- Pięć stopni w lewo. Wiatr stały. Ostrożnie młoda. - Stary łowca odczołgał się od dziewczyny.
Znajdowali się w opuszczonym budynku Gnieźnieńskiego domu kultury. Strzelec, nauczyciel i dwóch innych uczniów, a przed nimi w odległości około trzystu metrów szalał centaur. W swej furii demolował kosze na śmieci i kontenery w poszukiwaniu czegoś do jedzenia. Pod skórą pokrytą czarnym, końskim włosiem wyraźnie odznaczały się żebra. Ludzki tułw również był wychudzony. Widać, że bestia od dawna nic nie jadła co wywoływało u niej jeszcze większy gniew. Złote, zapadłe oczy płonęły żądzą mordu.
Gniezno znajdując się zarówno blisko Bramy jak i dżungli było często atakowane przez różnego rodzaju bestie. Nic więc dziwnego, że łowca zwany po prostu Kotem i jego trójka uczniów wybrała to miasto do szlifowania swych umiejętności walki z bestiami...
Max przez lunetę karabinu dokładnie widzisz postać centaura. Jest na linii strzału. Jeden ruch i jego marna egzystencja zostanie nareszcie zakończona.

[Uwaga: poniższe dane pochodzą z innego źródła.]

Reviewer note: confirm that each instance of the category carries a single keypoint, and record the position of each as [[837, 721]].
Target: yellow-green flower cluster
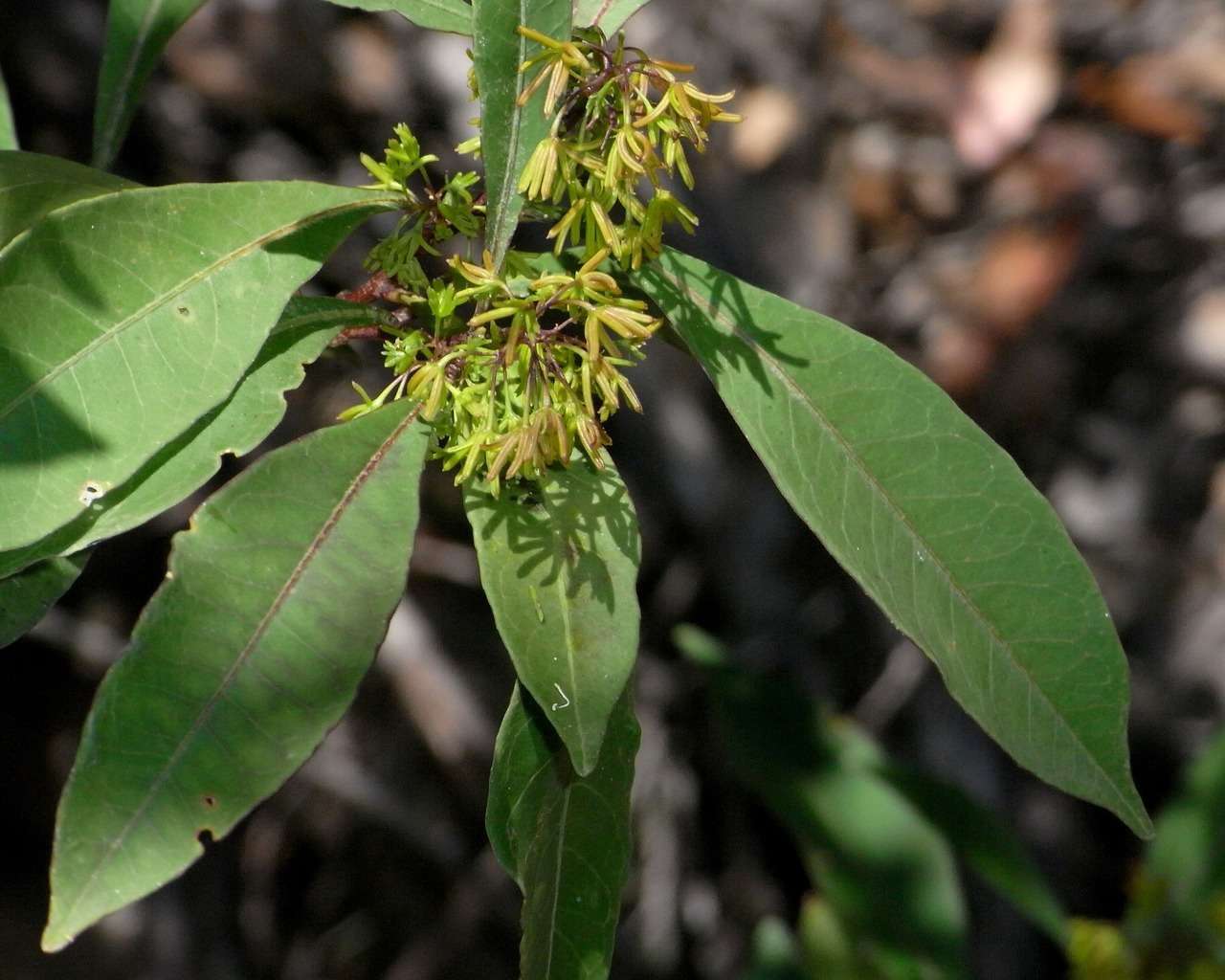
[[620, 122], [519, 368], [519, 386]]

W tym samym czasie Paweł stał oparty o ścianę przy wejściu do pokoju. Tym razem przewrotny los rzucił Cię do nowej grupy łowców. Miałeś nadzieję na zarobienie przyzwoitej kasy i być może ustatkowania się, choć w to ostatnie sam nie wierzyłeś. Teraz przyglądałeś się opuszczonej klatce schodowej kurczowo trzymając karabin w rękach. Kto wie co może się pojawić w tym miejscu?
Gdy samochód mijał fasadę sklepu jubilerskiego ,,Diament" front budynku nagle się zapadł obsypując pojazd chmurą pyłu i odłamków. Chwilę później podobny los spotkał fragment asfaltu pod kołami starego Nissana Navarry. Dwie postacie wypadły na zewnątrz klnąc na czym świat stoi. Velden chwycił hak doczepiony do wciągarki z przodu maski i ruszył przez gruzowisko szukając punktu zaczepienia. Gdy obwiązywał linę wokół stojącej jeszcze latarni Chmura wsiadł za kółko wozu i włączył maszyne. Kilka chwil zajęło mechanizmowi naciągnięcie linki i powolne wyciągnięcie wielkiego samochodu z dołu. Towarzysze widząc gruzowiska zaczęli poważnie zastanawiać się nad zbadaniem ich dogłębniej. Wszak w ten sposób się poznali - przeszukując ruiny w poszukiwaniu cennych drobiazgów. Zawód dobry jak każdy inny, a potrzebny w obecnych czasach. W opuszczonych budynkach kryły się relikty przeszłości, za które można było dostać dobrą cenę w większych miastach. Kusiło to wielu, lecz tylko nieliczni żyli wystarczająco długo by coś sprzedać. Ruiny same w sobie były śmiertelną pułapką, nawet nie wspominając o licznych potworach je zamieszkujących. Ale ten teren wydawał się bezpieczny, a jeśli ich przejazd wywołał takie zniszczenia, znaczy to, że dawno tu nikogo nie było. Taki stan rzeczy obiecywał jedno - cenne fanty.